CRONACA – Intervento di soccorso nella tarda mattinata di ieri sul Lago di Castel Gandolfo, dove una donna di 50 anni è stata tratta in salvo dai volontari della Protezione Civile Comunale di Albano dopo essere rimasta bloccata a causa del danneggiamento del proprio kayak.
L’allarme è scattato intorno alle 12.30, quando la donna ha contattato telefonicamente la sede operativa della Protezione Civile, situata sul lungolago, chiedendo assistenza. Immediatamente il gommone del Gruppo Volontari di Albano, con a bordo tre operatori specializzati, tra cui sommozzatori, ha raggiunto la posizione indicata.
Durante il tragitto, l’equipaggio ha inoltre richiamato un altro kayak che stava navigando oltre il limite delle boe, invitandolo a rientrare nell’area di sicurezza.
Una volta giunti sul posto, i volontari hanno individuato il kayak danneggiato e la donna, che nel frattempo aveva raggiunto la riva nella zona boschiva del lago. La cinquantenne ha riferito di non aver riportato ferite, traumi o altri problemi fisici. Dopo aver indossato il giubbotto di salvataggio in dotazione al kayak, è stata aiutata a salire a bordo del gommone della Protezione Civile.
Messa in sicurezza la donna, i soccorritori hanno recuperato anche il kayak, assicurandolo al fianco dell’imbarcazione con una cima, per poi fare rientro al molo dello stabilimento Saroli Club, dove è attiva la postazione di emergenza della Protezione Civile.

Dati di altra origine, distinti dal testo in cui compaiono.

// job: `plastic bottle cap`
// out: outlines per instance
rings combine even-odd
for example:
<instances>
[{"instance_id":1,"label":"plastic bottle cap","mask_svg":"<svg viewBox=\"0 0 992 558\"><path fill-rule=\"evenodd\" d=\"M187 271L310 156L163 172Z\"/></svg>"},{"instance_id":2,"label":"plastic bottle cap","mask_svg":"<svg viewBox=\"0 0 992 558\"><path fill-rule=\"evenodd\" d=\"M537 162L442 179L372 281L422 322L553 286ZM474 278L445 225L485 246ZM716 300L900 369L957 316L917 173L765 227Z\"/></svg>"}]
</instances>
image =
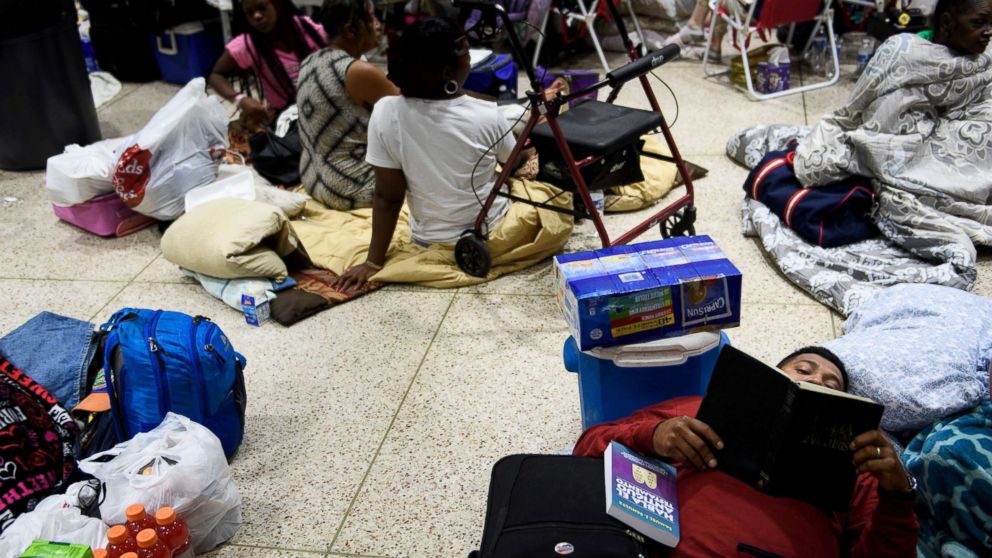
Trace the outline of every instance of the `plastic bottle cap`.
<instances>
[{"instance_id":1,"label":"plastic bottle cap","mask_svg":"<svg viewBox=\"0 0 992 558\"><path fill-rule=\"evenodd\" d=\"M124 554L121 554L121 558L138 558L138 553L137 552L125 552Z\"/></svg>"},{"instance_id":2,"label":"plastic bottle cap","mask_svg":"<svg viewBox=\"0 0 992 558\"><path fill-rule=\"evenodd\" d=\"M176 520L176 510L172 508L162 508L155 512L155 523L168 525Z\"/></svg>"},{"instance_id":3,"label":"plastic bottle cap","mask_svg":"<svg viewBox=\"0 0 992 558\"><path fill-rule=\"evenodd\" d=\"M144 529L138 533L137 540L140 548L151 548L158 542L158 535L155 529Z\"/></svg>"},{"instance_id":4,"label":"plastic bottle cap","mask_svg":"<svg viewBox=\"0 0 992 558\"><path fill-rule=\"evenodd\" d=\"M94 548L93 558L107 558L107 551L102 548Z\"/></svg>"},{"instance_id":5,"label":"plastic bottle cap","mask_svg":"<svg viewBox=\"0 0 992 558\"><path fill-rule=\"evenodd\" d=\"M127 527L123 525L114 525L107 531L107 541L110 544L121 544L127 540Z\"/></svg>"},{"instance_id":6,"label":"plastic bottle cap","mask_svg":"<svg viewBox=\"0 0 992 558\"><path fill-rule=\"evenodd\" d=\"M145 506L141 504L131 504L124 510L124 515L128 521L141 521L145 517Z\"/></svg>"}]
</instances>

Una volta a terra, la donna ha potuto lasciare il pontile autonomamente e le è stato riconsegnato il kayak.
L’intervento è stato supportato anche dal pilota di droni del Gruppo Volontari di Albano, che ha contribuito al monitoraggio delle operazioni.

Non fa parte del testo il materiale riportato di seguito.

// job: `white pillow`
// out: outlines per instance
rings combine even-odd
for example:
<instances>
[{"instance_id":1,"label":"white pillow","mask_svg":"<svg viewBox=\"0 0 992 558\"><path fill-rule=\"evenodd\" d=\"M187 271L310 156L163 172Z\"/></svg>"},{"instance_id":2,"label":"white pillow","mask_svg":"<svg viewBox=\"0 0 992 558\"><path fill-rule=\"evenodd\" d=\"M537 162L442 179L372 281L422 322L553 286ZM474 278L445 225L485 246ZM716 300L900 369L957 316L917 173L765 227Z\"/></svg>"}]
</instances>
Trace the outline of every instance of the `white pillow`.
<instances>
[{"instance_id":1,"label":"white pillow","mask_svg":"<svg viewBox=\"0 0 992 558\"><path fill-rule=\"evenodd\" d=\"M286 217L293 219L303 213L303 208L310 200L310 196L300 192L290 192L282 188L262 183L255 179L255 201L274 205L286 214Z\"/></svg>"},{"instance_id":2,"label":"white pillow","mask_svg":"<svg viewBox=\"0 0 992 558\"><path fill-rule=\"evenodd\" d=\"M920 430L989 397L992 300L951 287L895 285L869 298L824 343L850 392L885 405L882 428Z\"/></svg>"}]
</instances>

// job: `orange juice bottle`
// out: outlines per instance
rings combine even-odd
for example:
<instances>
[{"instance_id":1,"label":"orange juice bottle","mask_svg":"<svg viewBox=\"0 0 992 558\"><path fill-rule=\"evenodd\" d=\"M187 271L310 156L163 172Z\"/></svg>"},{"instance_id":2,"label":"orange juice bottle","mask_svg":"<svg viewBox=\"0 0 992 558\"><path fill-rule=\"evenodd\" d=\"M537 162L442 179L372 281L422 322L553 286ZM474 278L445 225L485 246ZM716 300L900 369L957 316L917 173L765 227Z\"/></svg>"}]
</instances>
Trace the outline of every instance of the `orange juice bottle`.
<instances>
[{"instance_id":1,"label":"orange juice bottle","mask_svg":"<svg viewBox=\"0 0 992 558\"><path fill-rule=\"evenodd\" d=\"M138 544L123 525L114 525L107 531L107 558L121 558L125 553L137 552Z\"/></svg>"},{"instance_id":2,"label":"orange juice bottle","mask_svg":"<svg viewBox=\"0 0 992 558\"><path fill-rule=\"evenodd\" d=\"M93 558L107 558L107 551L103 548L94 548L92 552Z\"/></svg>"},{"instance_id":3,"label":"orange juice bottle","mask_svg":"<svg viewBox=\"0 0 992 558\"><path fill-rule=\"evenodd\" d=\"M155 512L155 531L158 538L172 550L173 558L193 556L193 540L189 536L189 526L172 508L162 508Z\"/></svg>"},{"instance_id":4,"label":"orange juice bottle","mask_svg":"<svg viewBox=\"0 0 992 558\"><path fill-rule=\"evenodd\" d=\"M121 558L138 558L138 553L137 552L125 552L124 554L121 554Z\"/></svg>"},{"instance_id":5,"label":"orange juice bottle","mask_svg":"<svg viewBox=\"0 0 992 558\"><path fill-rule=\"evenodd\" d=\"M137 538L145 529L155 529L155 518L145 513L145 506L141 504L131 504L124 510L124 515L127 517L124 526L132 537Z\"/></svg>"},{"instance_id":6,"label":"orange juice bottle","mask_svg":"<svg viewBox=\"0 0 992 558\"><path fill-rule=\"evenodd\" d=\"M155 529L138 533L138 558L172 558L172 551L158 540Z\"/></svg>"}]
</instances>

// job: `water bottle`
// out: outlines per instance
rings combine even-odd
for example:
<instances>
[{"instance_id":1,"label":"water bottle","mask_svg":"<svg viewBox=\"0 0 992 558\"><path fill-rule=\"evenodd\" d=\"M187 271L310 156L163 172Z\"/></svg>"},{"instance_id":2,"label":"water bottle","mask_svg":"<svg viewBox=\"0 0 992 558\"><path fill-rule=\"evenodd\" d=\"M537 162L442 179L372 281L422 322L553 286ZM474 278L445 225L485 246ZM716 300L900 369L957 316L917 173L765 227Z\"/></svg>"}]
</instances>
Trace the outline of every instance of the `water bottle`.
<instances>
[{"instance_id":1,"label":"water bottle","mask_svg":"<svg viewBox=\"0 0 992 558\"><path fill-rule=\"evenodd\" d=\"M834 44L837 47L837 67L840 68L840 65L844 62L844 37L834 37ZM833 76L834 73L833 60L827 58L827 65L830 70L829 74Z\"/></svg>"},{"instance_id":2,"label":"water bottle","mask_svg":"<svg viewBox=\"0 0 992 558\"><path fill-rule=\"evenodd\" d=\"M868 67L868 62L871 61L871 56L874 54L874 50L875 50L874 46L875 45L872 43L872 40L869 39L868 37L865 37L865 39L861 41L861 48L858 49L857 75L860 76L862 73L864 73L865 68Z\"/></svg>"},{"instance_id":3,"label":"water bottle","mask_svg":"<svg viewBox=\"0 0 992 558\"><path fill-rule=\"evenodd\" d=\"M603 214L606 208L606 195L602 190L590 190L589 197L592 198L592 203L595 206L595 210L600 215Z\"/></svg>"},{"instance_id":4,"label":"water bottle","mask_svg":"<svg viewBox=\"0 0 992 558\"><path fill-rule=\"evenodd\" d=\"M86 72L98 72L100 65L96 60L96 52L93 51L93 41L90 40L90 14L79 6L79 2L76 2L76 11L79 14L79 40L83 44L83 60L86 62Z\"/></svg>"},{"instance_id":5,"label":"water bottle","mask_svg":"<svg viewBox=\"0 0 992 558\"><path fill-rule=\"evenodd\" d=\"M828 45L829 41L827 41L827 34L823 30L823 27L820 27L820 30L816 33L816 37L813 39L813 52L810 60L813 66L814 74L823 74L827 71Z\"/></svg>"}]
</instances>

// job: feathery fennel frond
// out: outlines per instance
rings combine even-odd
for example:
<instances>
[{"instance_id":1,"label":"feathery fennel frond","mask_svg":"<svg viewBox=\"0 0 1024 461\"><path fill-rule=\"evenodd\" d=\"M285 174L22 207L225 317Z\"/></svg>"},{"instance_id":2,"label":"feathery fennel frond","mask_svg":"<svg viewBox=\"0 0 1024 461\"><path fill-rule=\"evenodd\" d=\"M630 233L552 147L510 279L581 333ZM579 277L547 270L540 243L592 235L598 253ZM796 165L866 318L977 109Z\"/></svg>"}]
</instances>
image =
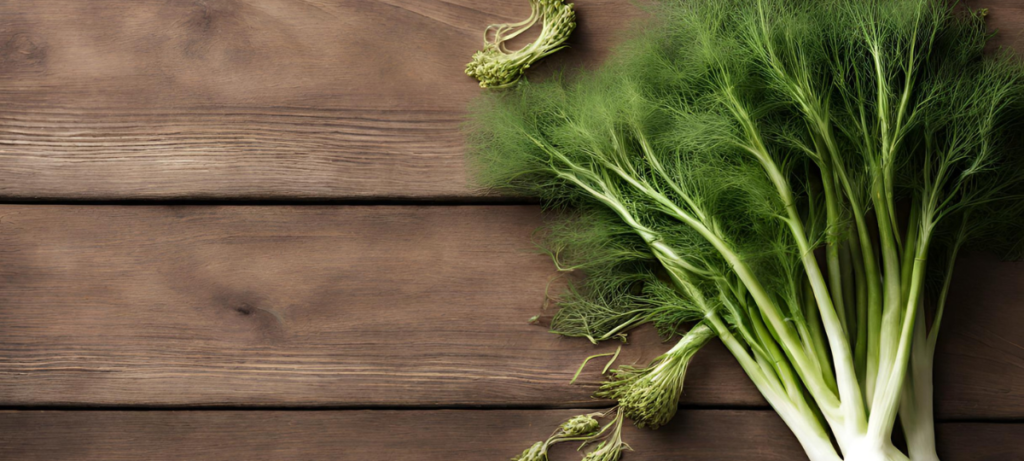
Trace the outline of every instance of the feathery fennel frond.
<instances>
[{"instance_id":1,"label":"feathery fennel frond","mask_svg":"<svg viewBox=\"0 0 1024 461\"><path fill-rule=\"evenodd\" d=\"M601 69L472 115L484 185L574 210L545 234L583 276L552 330L600 341L697 322L599 391L642 427L675 414L706 334L812 460L907 459L897 412L911 452L933 456L932 352L958 251L1024 253L1024 64L984 52L983 11L933 0L655 11Z\"/></svg>"}]
</instances>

Secondo quanto ricostruito, il kayak si sarebbe danneggiato probabilmente dopo aver urtato gli scogli lungo il tratto boschivo del lago, nella zona sottostante il Convento dei Cappuccini. La donna, trovandosi ai piedi del costone roccioso, non era più in grado di risalire autonomamente e ha quindi richiesto l’intervento dei soccorritori.